On the wheel, colors that lie opposite each other are complementary. When paired together, complementary colors make each other appear more vivid. Hues next to each other are analogous, which means they always look good together because they share a common hue. Any three equally spaced colors on the wheel are known as triads and yield a lively yet balanced color combination. One color must dominate, however, or the scheme may feel a little jarring. Use the other two in lesser amounts or as accents.

Stir Emotions Using Warm and Cool
The color wheel can also help you identify warm and cool hues. Warm colors are stimulating and advancing, and take up half of the color wheel, from red to yellow-green. Giving these hues the description of “warm” reflects emotional associations such as the sun looks yellow, or fire is orange and red. But the “warm” designation actually has a basis in physiology. The eye cannot simultaneously focus on both the red and purple ends of the spectrum, so to solve this it perceives red to be nearer or advancing and purple to be farther or receding. The other half of the wheel is comprised of those colors that are considered cool, which generally appear to recede. Receding cool colors such as blue, green, and purple, can visually open up the walls in a small, cramped room.

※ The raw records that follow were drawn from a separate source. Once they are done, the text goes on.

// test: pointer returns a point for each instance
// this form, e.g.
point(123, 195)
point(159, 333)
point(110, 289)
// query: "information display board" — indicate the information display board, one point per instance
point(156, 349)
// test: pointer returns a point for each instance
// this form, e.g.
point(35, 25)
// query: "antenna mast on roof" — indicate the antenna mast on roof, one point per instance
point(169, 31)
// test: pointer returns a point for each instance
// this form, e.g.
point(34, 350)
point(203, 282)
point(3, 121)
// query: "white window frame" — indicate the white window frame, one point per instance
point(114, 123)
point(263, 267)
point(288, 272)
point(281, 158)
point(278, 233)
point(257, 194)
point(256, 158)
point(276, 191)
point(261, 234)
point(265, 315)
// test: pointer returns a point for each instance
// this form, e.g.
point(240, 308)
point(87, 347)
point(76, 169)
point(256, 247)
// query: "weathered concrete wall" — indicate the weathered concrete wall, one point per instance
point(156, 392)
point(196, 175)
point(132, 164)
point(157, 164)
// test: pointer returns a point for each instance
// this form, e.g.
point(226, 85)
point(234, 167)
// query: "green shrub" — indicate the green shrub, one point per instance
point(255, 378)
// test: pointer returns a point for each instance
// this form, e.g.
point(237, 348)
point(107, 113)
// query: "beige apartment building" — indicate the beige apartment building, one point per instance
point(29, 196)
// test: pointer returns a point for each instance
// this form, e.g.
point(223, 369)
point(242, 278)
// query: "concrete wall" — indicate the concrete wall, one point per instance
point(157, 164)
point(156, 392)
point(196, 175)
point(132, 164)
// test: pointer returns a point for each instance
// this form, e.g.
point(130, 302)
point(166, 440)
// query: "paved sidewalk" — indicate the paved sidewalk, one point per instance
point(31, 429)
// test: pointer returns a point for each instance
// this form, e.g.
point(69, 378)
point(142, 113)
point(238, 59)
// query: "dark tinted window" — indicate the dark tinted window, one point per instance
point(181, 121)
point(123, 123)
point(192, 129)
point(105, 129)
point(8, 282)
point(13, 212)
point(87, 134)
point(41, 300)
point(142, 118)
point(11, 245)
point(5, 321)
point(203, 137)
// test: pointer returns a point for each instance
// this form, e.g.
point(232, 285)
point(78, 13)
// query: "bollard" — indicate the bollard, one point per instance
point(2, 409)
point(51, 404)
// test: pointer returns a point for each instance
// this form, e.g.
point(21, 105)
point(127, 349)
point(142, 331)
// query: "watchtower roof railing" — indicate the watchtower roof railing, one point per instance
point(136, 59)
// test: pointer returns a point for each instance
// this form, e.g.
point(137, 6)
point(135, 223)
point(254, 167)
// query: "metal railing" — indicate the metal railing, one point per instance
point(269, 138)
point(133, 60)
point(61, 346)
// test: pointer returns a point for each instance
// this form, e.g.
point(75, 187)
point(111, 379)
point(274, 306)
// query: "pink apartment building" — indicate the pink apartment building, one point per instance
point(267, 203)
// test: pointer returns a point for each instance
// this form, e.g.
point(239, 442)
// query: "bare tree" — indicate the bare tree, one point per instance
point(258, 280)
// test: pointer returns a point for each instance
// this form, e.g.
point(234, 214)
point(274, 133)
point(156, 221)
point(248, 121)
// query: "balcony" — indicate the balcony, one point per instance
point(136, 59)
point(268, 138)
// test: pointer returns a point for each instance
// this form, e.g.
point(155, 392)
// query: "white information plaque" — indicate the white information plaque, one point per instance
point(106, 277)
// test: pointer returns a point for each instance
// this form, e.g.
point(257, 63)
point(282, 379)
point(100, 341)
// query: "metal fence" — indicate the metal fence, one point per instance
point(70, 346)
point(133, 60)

Here are a couple of suggestions to follow when working with warm and cool hues. Add a dollop of a cool hue to a warm color scheme make things feel well-rounded and complete–think of the effect a green plant has in a yellow room. Equally, a jolt of warmth will really liven up a cool scheme. Thus, a shot of red will really perk up a room done in blue and white. Some interior designers consider green and purple neutrals, since they either advance or recede depending on the context and thus can go with any color scheme.

Discerning Value
We are attracted, not only to the specific hue of a color (such as red, blue-green, or orange), but also to particular values of those hues (pink, teal, or terra-cotta). When you’re talking about values, you’re referring to the lightness or darkness of a color. To lighten a pure hue, add white; to darken, add black or umber (a blackish brown). For example, sky blue and robin’s-egg blue are both light values of blue, whereas navy and cobalt are dark values.

Balancing with Accents
Light and medium values live most comfortably with each other. However, light-value schemes can be boring. You can avoid this by including an accent of a darker value. For instance, to both ground and give depth to a color scheme combining light blue and light yellow, try a touch of navy or cobalt blue.

Understanding Intensity
Intensity and saturation are two important elements of color. The most intense or saturated expression of a color is known as its pure hue. When you add the hue’s complement, you muddy the color so that’s it’s softer, more muted, and less intense.

In general, lower-intensity colors create a calm, restrained mood that’s subtle and serene. Conversely, a higher-intensity or more saturated color will generate more energy. The color will feel dynamic or richly elegant, depending on the specific colors and style of your furnishings.

Equal Partners: Achieving Color Balance
Balance is a key component of any successful color scheme. If you’re going to choose a strong color, it’ll need a strong partner, and this applies to both value and intensity. For instance, if you’re going to go with a navy blue wall, you’ll need an equally intense yellow or red to create a balanced scheme.

Intensities should be kept equal or nearly equal. A saturated red calls for an equally intense green or yellow-green. But for a muted red-orange or lower intensity, you’ll need a muted yellow-green. By pairing colors of different intensities, you create a feeling of imbalance.